# Solved: Can't find my downloaded pictures from camera to my computer



## AngelToo (May 24, 2012)

I have an HP Pavilion P6000 with windows 7. I also have picassa downloaded. I took my memory stick from my camera, and put it in my computer. A window popped up saying and showing the downloading of my pictures, and I (like an idiot) checked the delete after copying button. NOW, I can't find my pictures anywhere. I've searched jpeg files, picassa, C: drive, dcim, and other areas that I really don't know what I was looking at. I am not extremely computer saavy, so I am frantic to find my pics! 

I'm also surprised that I received no prompt to save them in a certain folder etc. I'd like to make that an automatic setting that I get prompted, but I don't know how. FOR NOW, please, please, please can you help me find my pictures?

Thank you so much!


----------



## colinsp (Sep 5, 2007)

Put a different memory card in your camera. Take a photo and then see what the picture name is. The search on your computer for that name minus 1 so if it is img_0596.jpg just search for img_0595.jpg. If it is found then you know where they all are now.

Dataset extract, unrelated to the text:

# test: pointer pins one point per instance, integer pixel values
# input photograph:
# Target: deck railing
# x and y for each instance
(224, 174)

If not then you will need to download something like ZAR (free for memory cards) and use it to recover the images from your memory card.


----------



## AngelToo (May 24, 2012)

Thank you so much for your advice! I did do that, and found the pics!!! Yeah!!! I would love to know how I can set the defaults on my computer to prompt me before downloads begin, so I can direct pictures to a certain place. Is that possible?


----------



## colinsp (Sep 5, 2007)

Don't use Picasa. Use Windows file explorer and copy them manually to where you want. Then tell Picasa where you have put them.

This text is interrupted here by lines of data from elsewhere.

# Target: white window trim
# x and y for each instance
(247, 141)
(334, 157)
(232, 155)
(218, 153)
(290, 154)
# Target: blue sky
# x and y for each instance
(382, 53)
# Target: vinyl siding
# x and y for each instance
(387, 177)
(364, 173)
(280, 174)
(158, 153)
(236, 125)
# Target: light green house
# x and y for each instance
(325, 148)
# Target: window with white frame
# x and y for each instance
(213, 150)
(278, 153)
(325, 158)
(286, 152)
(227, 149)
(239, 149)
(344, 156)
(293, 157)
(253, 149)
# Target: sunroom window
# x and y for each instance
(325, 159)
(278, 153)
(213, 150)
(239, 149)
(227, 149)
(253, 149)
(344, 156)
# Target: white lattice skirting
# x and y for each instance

BTW you are better of NOT deleting your images from the card. The best way is to use the Format option in the CAMERA menu once you are certain you have them safely on your computer.


----------



## AngelToo (May 24, 2012)

Thank you for the advice. Is there a better picture program? I'm not that thrilled with picassa, because if I want to edit or name my pictures, it comes up with that confusing slide show display, which I still have a hard time figuring out. I'm not familiar with Windows file explorer. Is that something already on my computer, or do I have to download it?


----------



## yes_puleeze (Oct 11, 2007)

photoshop elements is a great cheaper version of the full version of photoshop if you are ok about paying for one .......windows explorer is part of your operating system .........its how you explore whats on your computer put in simple terms .......where as internet explorer is to surf the net......easy way is to make a folder in my pictures or on your desktop ......by right clicking on a blank space click new then folder.......name the folder something meaningful to you ...........then go to my computer and right click on the camera card drive and select copy .......then go back to the folder you have made and named and click paste..........or alternatively if auto play window comes up when you put your card into your computer go down to open folder to view files ......then right click on the folder with the photos in it ......and copy and paste to the folder you have made and named for your photos......as with most things in windows there are a multitude of ways you can do the same thing ......hope this helps


----------



## AngelToo (May 24, 2012)

Thank you! I'll see if I can figure that out. I really appreciate all your help!


----------



## Elvandil (Aug 1, 2003)

GIMP is a freeware editor said by many to be the equal or better than Photoshop. It has all kinds of plugins available for editing.

For simpler things, like cropping, color enhancing, and simple effects, Irfanview is also free and much simpler to use (be sure to install its plugin package so it will support the maximum amount of types). It has a batch capacity to work on groups of photos at the same time, too. Though I have GIMP, I end up using Irfanview for 90%+ of the simple editing I do.


----------



## yes_puleeze (Oct 11, 2007)

Elvandil said:


> GIMP is a freeware editor said by many to be the equal or better than Photoshop. It has all kinds of plugins available for editing.
> 
> For simpler things, like cropping, color enhancing, and simple effects, Irfanview is also free and much simpler to use (be sure to install its plugin package so it will support the maximum amount of types). It has a batch capacity to work on groups of photos at the same time, too. Though I have GIMP, I end up using Irfanview for 90%+ of the simple editing I do.


havent heard of gimp will check it out


----------